Call for Papers:
The Profession of the Print Publisher in the long 16th century
Session at the Annual Meeting of The Sixteenth Century Society & Conference (SCSC), Nov. 1-4, 2018, Albuquerque NM
Deadline: March 15, 2015
From: Femke Speelberg, Dept. of Drawings and prints, The Metropolitan Museum of Art
Session co-sponsored by the Association of Print Scholars (APS)
One of the most revolutionary changes to the field of printmaking over the course of the long sixteenth century was the growing role and influence of the print publisher. While still a rare, or almost undocumented phenomenon around 1500, by the turn of the following century the print market was largely controlled by individual entrepreneurs and well-established publishing firms. The business of print production necessitated new structures of organization, a division of labor and the creation of sales and marketing techniques that profoundly influenced choices of style, technique, subject matter and formatting, as well as taste and collecting practices.
While neglected in early print scholarship in favor of the artistic contributions of the inventor and or printmaker, in recent years much new information about the role of the publisher has come to light through conferences, exhibitions and publications. Much of this work is (by necessity) of monographic nature, focusing on individual publishers and their output. This session seeks to highlight in particular new research that further elucidates the wide-ranging functions performed by the early-modern print publisher, and through a combination of papers expand our comprehension of the local, national and transnational influence of this new profession on the print market.

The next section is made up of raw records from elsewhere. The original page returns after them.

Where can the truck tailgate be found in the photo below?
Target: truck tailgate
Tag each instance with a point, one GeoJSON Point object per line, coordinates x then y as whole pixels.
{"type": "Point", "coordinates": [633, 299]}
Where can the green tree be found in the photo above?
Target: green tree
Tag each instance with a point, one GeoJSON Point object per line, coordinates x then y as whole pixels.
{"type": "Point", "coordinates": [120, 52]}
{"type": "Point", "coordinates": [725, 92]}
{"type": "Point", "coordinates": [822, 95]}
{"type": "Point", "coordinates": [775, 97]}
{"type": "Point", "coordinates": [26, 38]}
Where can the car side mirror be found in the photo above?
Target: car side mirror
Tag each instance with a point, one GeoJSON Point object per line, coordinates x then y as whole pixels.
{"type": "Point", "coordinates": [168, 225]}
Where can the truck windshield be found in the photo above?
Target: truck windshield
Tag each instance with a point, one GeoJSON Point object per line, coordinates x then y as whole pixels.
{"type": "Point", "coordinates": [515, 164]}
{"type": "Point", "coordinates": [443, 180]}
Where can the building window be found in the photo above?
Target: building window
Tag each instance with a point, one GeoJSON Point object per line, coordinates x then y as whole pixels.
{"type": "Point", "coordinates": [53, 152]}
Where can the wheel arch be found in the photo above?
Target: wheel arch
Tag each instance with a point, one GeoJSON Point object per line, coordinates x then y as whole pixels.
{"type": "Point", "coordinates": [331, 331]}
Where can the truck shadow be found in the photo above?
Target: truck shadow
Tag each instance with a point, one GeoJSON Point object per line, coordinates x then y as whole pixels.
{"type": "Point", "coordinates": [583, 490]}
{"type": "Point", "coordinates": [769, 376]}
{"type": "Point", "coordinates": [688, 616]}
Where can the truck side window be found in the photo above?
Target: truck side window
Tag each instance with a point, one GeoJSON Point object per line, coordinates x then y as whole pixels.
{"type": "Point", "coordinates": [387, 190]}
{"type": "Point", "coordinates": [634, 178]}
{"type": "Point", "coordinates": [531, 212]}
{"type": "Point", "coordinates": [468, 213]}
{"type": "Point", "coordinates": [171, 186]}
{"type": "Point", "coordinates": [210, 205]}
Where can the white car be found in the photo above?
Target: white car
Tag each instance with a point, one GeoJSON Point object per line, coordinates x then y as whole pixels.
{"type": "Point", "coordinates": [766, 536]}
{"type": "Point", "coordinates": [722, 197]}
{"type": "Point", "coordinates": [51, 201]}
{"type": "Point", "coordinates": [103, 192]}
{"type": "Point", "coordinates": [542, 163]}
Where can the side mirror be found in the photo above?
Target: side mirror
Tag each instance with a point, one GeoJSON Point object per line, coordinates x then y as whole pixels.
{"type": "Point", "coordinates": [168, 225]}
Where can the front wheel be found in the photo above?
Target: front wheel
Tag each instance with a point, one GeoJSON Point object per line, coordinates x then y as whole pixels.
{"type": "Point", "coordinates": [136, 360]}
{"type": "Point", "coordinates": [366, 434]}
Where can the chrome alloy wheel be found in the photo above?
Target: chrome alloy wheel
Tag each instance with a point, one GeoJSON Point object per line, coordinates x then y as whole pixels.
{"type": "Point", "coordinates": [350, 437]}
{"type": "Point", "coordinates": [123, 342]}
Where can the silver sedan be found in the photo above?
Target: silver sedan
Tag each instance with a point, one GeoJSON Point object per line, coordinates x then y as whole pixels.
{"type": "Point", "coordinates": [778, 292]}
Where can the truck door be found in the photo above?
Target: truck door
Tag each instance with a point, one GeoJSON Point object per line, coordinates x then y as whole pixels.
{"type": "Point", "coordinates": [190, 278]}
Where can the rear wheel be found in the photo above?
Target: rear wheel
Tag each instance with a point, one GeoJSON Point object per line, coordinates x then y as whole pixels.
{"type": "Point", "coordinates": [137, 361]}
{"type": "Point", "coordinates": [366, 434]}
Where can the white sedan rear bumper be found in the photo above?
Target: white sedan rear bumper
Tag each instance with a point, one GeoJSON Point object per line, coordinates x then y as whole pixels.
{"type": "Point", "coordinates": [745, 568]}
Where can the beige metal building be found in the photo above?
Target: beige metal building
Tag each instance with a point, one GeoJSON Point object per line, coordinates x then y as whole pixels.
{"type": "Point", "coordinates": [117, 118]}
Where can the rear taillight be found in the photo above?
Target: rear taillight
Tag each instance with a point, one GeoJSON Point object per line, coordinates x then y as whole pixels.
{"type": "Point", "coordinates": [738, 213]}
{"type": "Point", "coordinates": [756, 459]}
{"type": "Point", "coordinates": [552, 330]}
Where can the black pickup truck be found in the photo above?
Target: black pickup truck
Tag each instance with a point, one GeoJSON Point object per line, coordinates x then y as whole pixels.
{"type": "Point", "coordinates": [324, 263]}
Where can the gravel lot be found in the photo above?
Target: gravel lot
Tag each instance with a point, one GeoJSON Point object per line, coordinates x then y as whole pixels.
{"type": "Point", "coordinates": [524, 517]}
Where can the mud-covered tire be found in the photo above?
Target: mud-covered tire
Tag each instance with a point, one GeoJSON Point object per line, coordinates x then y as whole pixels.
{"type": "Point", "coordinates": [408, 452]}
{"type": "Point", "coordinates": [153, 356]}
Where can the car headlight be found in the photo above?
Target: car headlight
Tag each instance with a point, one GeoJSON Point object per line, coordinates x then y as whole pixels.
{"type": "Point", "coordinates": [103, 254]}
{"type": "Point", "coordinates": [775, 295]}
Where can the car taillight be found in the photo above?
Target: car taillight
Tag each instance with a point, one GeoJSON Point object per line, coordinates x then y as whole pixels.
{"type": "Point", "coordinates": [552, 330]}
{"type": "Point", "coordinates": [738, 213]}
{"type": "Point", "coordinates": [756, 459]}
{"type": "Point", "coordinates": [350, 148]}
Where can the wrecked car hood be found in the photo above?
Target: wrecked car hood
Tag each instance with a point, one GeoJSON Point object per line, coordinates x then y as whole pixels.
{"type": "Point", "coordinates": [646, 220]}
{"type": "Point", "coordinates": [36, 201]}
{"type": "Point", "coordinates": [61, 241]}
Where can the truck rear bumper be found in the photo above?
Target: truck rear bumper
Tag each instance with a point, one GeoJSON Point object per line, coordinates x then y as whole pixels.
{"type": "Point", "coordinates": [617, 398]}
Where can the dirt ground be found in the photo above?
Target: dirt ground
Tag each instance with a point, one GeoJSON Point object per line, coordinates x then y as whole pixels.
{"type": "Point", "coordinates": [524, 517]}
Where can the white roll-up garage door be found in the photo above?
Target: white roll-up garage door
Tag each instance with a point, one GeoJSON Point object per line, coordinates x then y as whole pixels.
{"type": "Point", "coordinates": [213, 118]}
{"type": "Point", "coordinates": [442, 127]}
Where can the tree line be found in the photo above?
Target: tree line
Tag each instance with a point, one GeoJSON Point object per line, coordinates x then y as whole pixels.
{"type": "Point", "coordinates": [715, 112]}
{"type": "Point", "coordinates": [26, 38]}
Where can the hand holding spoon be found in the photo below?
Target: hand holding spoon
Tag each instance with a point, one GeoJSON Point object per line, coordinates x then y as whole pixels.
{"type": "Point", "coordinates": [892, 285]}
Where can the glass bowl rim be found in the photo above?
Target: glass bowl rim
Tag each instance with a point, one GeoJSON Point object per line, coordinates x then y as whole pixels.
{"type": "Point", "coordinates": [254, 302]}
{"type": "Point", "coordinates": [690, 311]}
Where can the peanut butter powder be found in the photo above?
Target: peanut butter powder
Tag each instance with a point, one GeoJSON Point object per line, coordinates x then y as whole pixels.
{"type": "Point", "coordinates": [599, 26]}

Papers are encouraged to focus on:
– Early print publishers and entrepreneurs
– Specialized publishers
– Publishers commissioning prints
– Working relationships between publishers and printmakers
– (Exclusive) Collaborations with individual artists
– Publishers shaping the print market / collecting practices
– Publishers influencing format / specialized subject matter
– Publishers sourcing prints from elsewhere
– Networks of Print Publishers
– Rivalry and Competition between Print Publishers
– Selling techniques
– A Publishers Print stock and stock lists
Please submit an abstract (max. 200 words) and a brief bio (not to exceed 300 words) to Femke Speelberg (Femke.Speelberg@metmuseum.org) by March 15, 2018. Papers will be chosen for one or possibly two sessions to be held during the annual meeting of the Sixteenth Century Society in Albuquerque, New Mexico. You will receive notification from the conveners by April 2, 2018.